Toppings are simple and sparse, in what feels like another effort to avoid the soupiness that Neapolitan’s detractors love to bemoan. A margherita is thinly dressed with tomato sauce, basil, and occasional chunks of buffalo mozzarella, while our second pizza pairs thin slices of chanterelles with rosemary, garlic, and a grating of parmesan. The ingredients on each are excellent, the proportions carefully balanced; these are no less impressive for feeling a little unexpected. There are only two more pizzas to fill out the compact offering, which is less than half the size of the selection of starters.
Those are worth spending some time over though. Anchovies come bathing in a golden pool of olive oil and the suggestion of tomato, with a smear of buffalo butter and thick slabs of soft sourdough bread to smear it on. The same loaf pulls double duty in a bruschetta, piled so high with tomato, cucumber, and garlic that I was forced to admit defeat and grab cutlery to eat it with. Local fennel and courgette come battered and fried to a light tempura crisp, served alongside a surprisingly subtle aioli, garlicky enough to make you care but not so much as to overpower the vegetables’ delicate flavours.

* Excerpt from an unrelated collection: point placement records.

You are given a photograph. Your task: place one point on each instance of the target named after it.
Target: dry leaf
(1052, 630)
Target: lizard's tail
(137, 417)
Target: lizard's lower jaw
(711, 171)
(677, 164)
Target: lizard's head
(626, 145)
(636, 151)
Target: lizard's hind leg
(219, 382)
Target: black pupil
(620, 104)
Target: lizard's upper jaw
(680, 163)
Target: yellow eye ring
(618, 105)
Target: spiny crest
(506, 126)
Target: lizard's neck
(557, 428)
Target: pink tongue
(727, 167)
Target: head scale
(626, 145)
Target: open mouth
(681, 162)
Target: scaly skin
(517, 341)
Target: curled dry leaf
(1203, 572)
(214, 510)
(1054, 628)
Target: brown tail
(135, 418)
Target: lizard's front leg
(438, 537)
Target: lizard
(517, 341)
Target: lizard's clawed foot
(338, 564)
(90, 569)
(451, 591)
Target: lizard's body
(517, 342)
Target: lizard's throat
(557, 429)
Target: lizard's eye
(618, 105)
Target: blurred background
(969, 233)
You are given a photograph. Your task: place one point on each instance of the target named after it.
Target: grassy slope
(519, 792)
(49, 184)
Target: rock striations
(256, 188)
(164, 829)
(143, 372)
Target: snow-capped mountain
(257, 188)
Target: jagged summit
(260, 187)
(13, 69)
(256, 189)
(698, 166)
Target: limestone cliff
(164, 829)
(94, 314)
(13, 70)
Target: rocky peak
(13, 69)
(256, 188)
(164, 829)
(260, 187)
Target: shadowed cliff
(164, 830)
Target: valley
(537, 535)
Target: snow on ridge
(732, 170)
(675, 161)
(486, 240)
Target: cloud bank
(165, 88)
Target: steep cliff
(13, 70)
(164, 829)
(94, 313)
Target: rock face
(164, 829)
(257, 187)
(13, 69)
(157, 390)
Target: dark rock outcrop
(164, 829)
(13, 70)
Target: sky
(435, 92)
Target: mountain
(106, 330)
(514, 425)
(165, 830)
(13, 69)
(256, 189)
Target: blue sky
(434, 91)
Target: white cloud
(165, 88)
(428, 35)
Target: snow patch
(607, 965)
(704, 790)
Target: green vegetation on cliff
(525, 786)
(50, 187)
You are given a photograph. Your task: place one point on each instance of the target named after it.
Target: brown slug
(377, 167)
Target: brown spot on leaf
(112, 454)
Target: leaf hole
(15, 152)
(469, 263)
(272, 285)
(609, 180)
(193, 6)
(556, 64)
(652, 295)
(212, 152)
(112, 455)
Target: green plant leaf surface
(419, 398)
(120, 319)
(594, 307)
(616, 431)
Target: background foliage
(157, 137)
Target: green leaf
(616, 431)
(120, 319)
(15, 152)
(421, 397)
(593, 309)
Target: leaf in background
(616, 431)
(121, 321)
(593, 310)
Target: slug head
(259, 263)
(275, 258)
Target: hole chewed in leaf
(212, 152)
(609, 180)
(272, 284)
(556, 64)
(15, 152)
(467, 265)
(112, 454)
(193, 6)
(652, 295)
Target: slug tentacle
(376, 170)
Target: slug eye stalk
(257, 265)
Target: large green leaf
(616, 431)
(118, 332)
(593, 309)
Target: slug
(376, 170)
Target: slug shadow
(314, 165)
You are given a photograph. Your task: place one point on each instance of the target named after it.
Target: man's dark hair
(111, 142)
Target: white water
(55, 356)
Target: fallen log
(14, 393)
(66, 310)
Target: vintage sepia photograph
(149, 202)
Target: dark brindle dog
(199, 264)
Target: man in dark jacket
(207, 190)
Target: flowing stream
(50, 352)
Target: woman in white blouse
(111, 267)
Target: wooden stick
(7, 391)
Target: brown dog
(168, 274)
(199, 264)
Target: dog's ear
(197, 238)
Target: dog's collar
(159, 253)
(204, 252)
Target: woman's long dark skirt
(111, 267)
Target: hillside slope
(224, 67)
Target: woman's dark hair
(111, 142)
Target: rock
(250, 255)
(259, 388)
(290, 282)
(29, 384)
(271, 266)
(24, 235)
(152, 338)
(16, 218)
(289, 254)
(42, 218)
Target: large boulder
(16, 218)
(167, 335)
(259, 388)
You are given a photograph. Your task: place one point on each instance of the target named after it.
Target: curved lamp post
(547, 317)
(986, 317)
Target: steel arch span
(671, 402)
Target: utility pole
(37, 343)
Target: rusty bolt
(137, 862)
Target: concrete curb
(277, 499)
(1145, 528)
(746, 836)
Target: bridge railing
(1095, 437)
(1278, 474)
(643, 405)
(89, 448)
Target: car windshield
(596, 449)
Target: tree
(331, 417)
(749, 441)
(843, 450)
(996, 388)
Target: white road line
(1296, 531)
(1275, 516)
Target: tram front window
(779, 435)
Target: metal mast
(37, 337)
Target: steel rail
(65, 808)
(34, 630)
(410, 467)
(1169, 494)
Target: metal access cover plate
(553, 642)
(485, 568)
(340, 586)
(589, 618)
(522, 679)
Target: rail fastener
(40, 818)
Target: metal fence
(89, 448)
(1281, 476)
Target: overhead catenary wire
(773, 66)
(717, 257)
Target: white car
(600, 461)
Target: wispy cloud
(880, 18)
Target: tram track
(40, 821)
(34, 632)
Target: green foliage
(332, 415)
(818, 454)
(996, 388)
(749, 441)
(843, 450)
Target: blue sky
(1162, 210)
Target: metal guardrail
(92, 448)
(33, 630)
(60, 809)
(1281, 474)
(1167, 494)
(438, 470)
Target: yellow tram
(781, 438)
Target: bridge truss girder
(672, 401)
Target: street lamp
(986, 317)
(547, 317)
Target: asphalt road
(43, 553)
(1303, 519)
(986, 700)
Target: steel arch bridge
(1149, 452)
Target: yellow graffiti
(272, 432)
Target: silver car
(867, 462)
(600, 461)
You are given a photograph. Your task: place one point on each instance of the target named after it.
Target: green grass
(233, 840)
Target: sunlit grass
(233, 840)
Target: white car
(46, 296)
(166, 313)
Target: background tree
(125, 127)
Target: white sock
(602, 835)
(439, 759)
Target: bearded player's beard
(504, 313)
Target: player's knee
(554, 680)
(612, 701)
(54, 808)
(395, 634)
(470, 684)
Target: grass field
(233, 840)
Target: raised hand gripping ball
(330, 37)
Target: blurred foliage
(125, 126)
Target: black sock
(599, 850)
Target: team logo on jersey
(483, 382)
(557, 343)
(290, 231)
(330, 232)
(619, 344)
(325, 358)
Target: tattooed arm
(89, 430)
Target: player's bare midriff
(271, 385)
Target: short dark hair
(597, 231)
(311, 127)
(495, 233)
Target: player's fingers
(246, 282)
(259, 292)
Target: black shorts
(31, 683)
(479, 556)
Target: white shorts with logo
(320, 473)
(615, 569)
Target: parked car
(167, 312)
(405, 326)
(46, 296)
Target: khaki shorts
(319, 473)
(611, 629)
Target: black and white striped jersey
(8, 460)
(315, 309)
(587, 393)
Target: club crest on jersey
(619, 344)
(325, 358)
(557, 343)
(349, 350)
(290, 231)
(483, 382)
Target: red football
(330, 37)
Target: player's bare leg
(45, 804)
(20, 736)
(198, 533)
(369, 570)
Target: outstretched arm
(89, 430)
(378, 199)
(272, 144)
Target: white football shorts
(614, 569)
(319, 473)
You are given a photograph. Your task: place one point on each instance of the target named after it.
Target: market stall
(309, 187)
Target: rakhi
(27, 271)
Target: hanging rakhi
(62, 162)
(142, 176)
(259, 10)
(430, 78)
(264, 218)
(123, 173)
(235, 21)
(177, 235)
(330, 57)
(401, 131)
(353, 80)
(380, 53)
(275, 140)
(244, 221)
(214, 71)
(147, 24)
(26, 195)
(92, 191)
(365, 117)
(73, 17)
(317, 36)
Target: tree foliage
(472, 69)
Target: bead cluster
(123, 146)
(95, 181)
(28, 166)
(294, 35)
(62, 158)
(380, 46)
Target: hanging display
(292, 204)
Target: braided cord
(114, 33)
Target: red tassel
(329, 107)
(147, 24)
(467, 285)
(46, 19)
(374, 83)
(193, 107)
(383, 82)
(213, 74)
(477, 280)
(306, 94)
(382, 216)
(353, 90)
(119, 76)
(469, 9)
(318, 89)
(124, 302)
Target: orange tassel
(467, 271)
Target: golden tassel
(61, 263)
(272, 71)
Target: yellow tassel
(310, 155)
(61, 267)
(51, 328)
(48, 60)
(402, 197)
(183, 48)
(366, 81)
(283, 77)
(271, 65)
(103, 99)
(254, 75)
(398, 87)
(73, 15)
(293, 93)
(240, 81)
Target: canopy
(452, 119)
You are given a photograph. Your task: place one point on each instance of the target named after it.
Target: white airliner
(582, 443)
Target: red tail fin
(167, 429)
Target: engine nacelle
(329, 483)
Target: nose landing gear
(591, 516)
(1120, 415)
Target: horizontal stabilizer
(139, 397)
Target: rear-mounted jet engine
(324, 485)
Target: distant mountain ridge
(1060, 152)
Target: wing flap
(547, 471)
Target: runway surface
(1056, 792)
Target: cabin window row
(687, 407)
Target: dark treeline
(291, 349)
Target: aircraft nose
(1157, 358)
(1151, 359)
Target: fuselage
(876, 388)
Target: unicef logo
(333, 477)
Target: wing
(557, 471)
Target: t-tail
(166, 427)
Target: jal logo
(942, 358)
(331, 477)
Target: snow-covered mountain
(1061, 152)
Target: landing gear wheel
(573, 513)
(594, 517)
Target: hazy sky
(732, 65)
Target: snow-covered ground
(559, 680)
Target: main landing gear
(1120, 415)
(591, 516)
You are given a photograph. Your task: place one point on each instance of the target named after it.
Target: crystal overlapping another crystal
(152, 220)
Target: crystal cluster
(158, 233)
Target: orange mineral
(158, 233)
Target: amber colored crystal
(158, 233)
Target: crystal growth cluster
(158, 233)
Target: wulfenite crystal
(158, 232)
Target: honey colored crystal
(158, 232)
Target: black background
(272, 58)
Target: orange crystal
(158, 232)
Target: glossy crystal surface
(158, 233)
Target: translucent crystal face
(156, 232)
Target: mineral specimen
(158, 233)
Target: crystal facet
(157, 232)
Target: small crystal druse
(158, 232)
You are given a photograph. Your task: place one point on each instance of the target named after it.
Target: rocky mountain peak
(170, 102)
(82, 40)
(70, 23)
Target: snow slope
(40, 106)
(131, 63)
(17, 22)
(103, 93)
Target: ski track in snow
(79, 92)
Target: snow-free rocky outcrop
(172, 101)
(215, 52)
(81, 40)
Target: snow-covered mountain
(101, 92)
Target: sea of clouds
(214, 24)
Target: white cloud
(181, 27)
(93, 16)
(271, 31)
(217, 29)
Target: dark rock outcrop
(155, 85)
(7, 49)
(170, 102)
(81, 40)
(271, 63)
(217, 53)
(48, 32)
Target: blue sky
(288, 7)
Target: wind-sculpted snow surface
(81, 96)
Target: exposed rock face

I hesitated over the prices at first — even by American standards, $25 for a margherita feels like someone’s having a laugh — but tips are included, and portions are fairly generous, so our final bill didn’t end up unreasonable at all. Throw in a strong salted martini, and Bar Del Monte’s appeal would be hard to deny except for the most zealous of Neapolitan purists.
The photo of that pizza lured me in like a moth to the flame.